Her research has included the examination of coprolites from Tyrannosaurus rex to tease apart details on the meat-eater's diet and bite force. (Related news: "Dino Dung: Paleontology's Next Frontier?" [March 12, 2003].)
Other scientific uses of poop detailed in the exhibit include tracking grizzly bears and mountain lions in Yellowstone National Park and unraveling the life histories of monitor lizards in Indonesia.

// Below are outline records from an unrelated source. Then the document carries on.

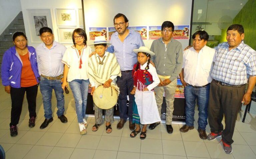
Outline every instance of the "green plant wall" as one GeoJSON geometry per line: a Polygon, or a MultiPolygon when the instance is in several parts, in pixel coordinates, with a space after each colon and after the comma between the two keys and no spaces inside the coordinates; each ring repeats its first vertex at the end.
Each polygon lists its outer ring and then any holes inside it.
{"type": "Polygon", "coordinates": [[[244,29],[244,43],[256,50],[256,1],[249,0],[233,20],[244,29]]]}
{"type": "MultiPolygon", "coordinates": [[[[244,43],[256,50],[256,0],[249,0],[233,20],[233,24],[243,26],[244,29],[244,43]]],[[[227,41],[227,28],[222,29],[221,35],[215,36],[219,43],[227,41]]]]}

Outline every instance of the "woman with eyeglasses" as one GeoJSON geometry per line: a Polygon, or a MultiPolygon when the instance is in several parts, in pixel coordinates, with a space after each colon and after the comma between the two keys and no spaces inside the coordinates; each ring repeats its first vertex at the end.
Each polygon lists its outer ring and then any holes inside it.
{"type": "Polygon", "coordinates": [[[4,54],[1,67],[2,83],[5,92],[11,94],[12,109],[10,130],[11,136],[18,135],[19,123],[25,92],[28,105],[28,126],[35,126],[36,95],[40,76],[34,48],[28,46],[27,38],[22,32],[12,36],[14,46],[4,54]]]}
{"type": "Polygon", "coordinates": [[[72,39],[74,45],[67,49],[62,61],[65,64],[62,87],[63,90],[67,87],[67,81],[75,98],[80,133],[82,135],[87,132],[85,112],[90,84],[88,60],[92,51],[86,45],[87,37],[83,29],[75,29],[72,39]]]}

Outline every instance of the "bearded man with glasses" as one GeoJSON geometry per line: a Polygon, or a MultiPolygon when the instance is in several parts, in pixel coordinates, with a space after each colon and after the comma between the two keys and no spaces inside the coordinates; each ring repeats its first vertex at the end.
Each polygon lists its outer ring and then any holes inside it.
{"type": "Polygon", "coordinates": [[[132,123],[134,95],[129,92],[133,88],[132,71],[133,66],[137,62],[137,54],[133,50],[144,45],[140,34],[127,28],[128,21],[126,17],[122,14],[118,13],[115,16],[114,25],[117,31],[111,36],[110,43],[112,45],[108,48],[107,51],[115,54],[122,73],[122,77],[118,77],[117,81],[120,90],[118,97],[120,120],[117,128],[122,128],[129,117],[129,128],[132,130],[135,128],[135,124],[132,123]],[[127,95],[129,97],[128,106],[126,104],[127,95]]]}

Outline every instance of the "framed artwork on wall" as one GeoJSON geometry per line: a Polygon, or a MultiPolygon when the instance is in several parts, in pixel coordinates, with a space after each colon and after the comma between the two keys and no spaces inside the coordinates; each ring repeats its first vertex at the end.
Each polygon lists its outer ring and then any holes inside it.
{"type": "Polygon", "coordinates": [[[57,25],[76,26],[76,13],[74,9],[56,9],[57,25]]]}
{"type": "Polygon", "coordinates": [[[75,28],[58,28],[59,42],[62,44],[73,44],[72,33],[75,29],[75,28]]]}
{"type": "Polygon", "coordinates": [[[41,43],[39,30],[43,27],[52,28],[51,9],[27,9],[28,25],[32,43],[41,43]]]}
{"type": "Polygon", "coordinates": [[[84,21],[83,17],[83,10],[82,9],[78,9],[78,13],[79,15],[79,25],[80,26],[83,26],[84,21]]]}

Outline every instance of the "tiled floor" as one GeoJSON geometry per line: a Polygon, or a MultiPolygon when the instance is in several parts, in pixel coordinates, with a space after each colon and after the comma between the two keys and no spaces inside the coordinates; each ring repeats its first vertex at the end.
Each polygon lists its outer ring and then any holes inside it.
{"type": "MultiPolygon", "coordinates": [[[[241,121],[245,106],[238,114],[232,144],[233,152],[225,154],[220,139],[213,141],[200,139],[195,128],[181,133],[181,125],[173,124],[174,132],[168,134],[164,124],[155,129],[148,130],[147,138],[129,137],[131,131],[127,122],[121,130],[116,129],[118,120],[113,124],[112,132],[106,133],[104,126],[96,132],[91,131],[94,118],[88,117],[87,134],[79,134],[71,93],[65,94],[65,115],[68,122],[63,124],[58,119],[56,101],[53,96],[54,121],[46,128],[39,128],[44,119],[42,96],[38,91],[37,100],[37,117],[36,126],[28,126],[28,112],[26,99],[24,102],[17,136],[10,135],[9,124],[11,99],[2,86],[0,86],[0,144],[6,152],[6,158],[85,159],[243,159],[256,158],[256,103],[252,102],[251,113],[245,123],[241,121]]],[[[196,113],[198,112],[196,111],[196,113]]],[[[198,115],[195,115],[196,120],[198,115]]],[[[223,121],[224,123],[224,121],[223,121]]],[[[207,131],[209,132],[207,126],[207,131]]]]}

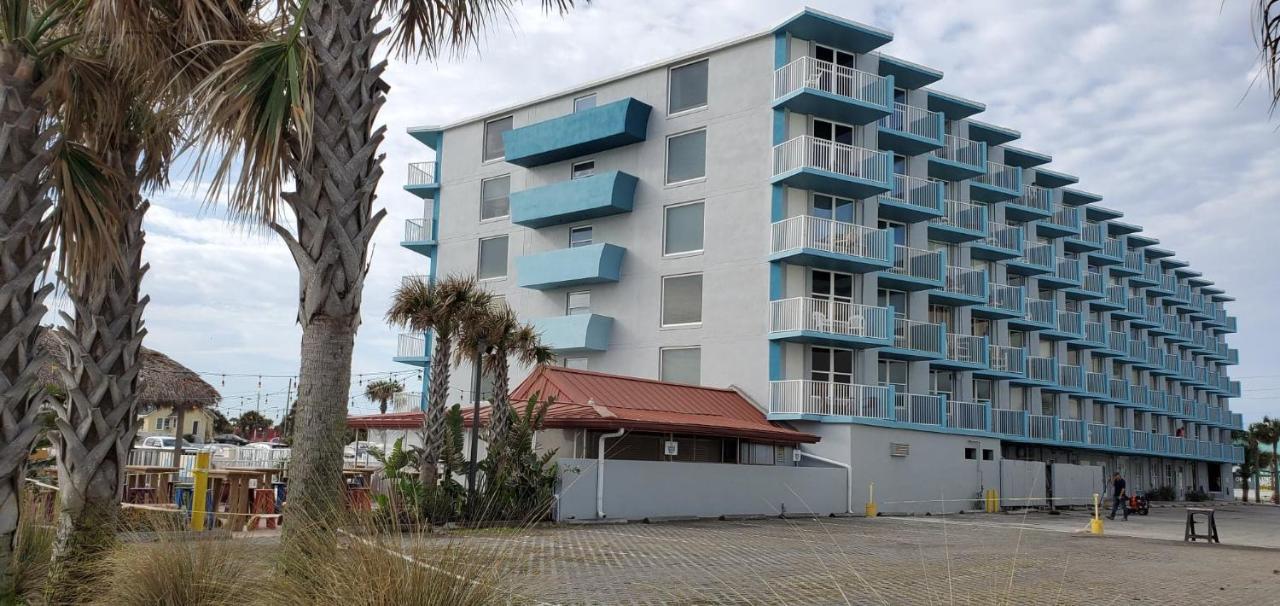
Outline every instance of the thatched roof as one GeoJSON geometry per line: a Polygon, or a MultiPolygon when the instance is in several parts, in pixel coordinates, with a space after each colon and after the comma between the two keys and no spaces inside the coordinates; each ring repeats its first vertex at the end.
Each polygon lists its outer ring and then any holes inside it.
{"type": "MultiPolygon", "coordinates": [[[[51,354],[54,364],[40,370],[40,382],[47,386],[64,386],[56,364],[67,364],[69,352],[65,337],[52,328],[44,327],[37,347],[51,354]]],[[[156,350],[142,347],[142,369],[138,372],[140,406],[182,406],[202,409],[216,406],[221,395],[189,368],[178,364],[156,350]]]]}

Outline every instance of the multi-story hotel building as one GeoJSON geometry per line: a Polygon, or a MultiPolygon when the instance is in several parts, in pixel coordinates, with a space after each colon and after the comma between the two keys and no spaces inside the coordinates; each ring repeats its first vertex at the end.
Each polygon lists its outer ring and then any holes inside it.
{"type": "Polygon", "coordinates": [[[805,10],[413,128],[403,245],[561,364],[733,386],[886,498],[970,497],[1001,459],[1228,489],[1231,299],[891,40],[805,10]]]}

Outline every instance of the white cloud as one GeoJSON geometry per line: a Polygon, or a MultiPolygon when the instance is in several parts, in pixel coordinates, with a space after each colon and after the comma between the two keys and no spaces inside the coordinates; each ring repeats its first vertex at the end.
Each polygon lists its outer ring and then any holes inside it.
{"type": "MultiPolygon", "coordinates": [[[[803,5],[596,0],[561,18],[529,4],[516,10],[516,24],[489,32],[481,53],[440,64],[393,61],[388,70],[387,174],[378,204],[389,217],[365,291],[357,370],[398,368],[381,314],[401,275],[426,270],[425,258],[398,246],[404,219],[422,208],[401,190],[404,167],[429,156],[406,127],[755,32],[803,5]]],[[[1102,204],[1236,296],[1231,311],[1242,332],[1231,341],[1242,365],[1234,373],[1280,374],[1280,348],[1263,336],[1280,324],[1270,304],[1280,299],[1271,261],[1280,256],[1280,214],[1271,208],[1280,197],[1280,152],[1266,99],[1245,95],[1257,58],[1248,3],[809,4],[893,31],[887,53],[942,69],[938,88],[986,102],[979,119],[1020,131],[1015,145],[1051,154],[1055,169],[1079,176],[1082,188],[1103,195],[1102,204]]],[[[246,237],[216,210],[198,208],[189,191],[160,196],[148,218],[148,343],[193,366],[296,373],[297,277],[287,251],[274,236],[246,237]]],[[[1271,386],[1280,387],[1280,377],[1244,381],[1245,389],[1271,386]]],[[[1277,407],[1280,400],[1236,404],[1248,416],[1277,407]]]]}

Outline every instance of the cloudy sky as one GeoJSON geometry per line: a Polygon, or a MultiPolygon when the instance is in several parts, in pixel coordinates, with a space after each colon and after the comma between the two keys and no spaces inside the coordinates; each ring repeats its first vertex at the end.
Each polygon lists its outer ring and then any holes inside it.
{"type": "MultiPolygon", "coordinates": [[[[516,12],[479,51],[393,63],[387,176],[356,343],[361,373],[411,370],[390,361],[381,322],[403,274],[425,259],[398,246],[420,214],[403,192],[406,164],[430,151],[404,135],[531,99],[666,56],[764,29],[805,3],[782,0],[595,0],[561,17],[516,12]]],[[[987,104],[979,119],[1021,131],[1015,145],[1053,156],[1126,219],[1147,228],[1238,301],[1245,419],[1280,411],[1280,118],[1256,82],[1247,0],[822,1],[813,8],[895,33],[884,50],[946,73],[937,88],[987,104]]],[[[274,237],[229,227],[202,209],[198,187],[160,195],[147,218],[147,345],[202,372],[229,416],[278,415],[297,373],[297,278],[274,237]],[[196,191],[193,191],[196,190],[196,191]],[[257,374],[264,377],[259,388],[257,374]],[[242,374],[247,377],[234,377],[242,374]]],[[[407,375],[416,383],[413,375],[407,375]]],[[[352,386],[358,389],[358,384],[352,386]]],[[[416,387],[413,387],[416,389],[416,387]]],[[[369,410],[356,400],[357,410],[369,410]]]]}

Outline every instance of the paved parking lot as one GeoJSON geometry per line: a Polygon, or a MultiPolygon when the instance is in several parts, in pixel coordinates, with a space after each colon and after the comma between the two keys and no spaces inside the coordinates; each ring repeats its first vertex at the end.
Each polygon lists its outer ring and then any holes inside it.
{"type": "MultiPolygon", "coordinates": [[[[1132,528],[1167,534],[1174,515],[1180,510],[1157,510],[1132,528]]],[[[1280,534],[1277,509],[1240,515],[1260,529],[1270,525],[1272,541],[1280,534]]],[[[1280,600],[1280,551],[1184,545],[1180,527],[1179,541],[1125,537],[1119,523],[1108,523],[1103,537],[1089,537],[1074,533],[1087,523],[1083,514],[1048,518],[689,521],[483,532],[433,541],[504,562],[504,584],[516,601],[532,603],[1280,600]]],[[[1230,537],[1234,530],[1222,532],[1230,537]]]]}

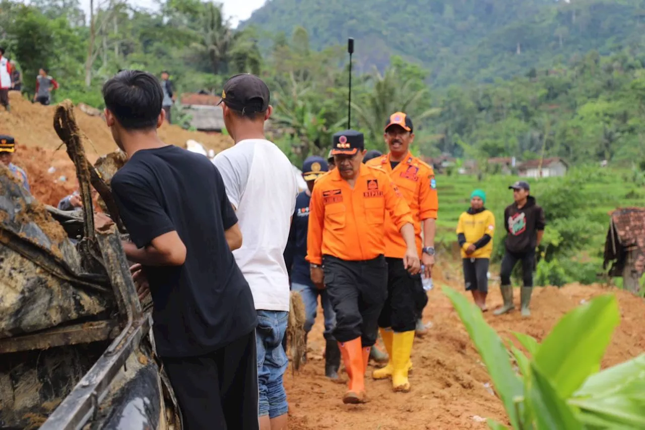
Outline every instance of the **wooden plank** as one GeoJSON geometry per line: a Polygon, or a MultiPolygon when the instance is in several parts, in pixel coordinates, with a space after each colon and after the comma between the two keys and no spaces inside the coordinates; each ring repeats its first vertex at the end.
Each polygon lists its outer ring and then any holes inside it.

"In many [scientific] fields, studying scat is so routine that scientists don't think of it as a big deal," Peeling said. "On the other side, there're aspects of scat to science that are very cutting edge."
Heredia, the Miami Metrozoo exhibitions manager, says visitor response to "the Scoop on Poop" has been overwhelmingly positive.
Attendance to the museum has risen by about 35 percent since the exhibit opened on October 13.
In fact, Heredia says, some visitors have been so taken with the exhibit that they have donated their own fecal treasures for display.
For example, one zoo member loaned the museum a piece of manure, enclosed in a glass globe, from the stall of the famous racehorse Secretariat.
"We had no idea," she said, "this was going to have so much attention from the public."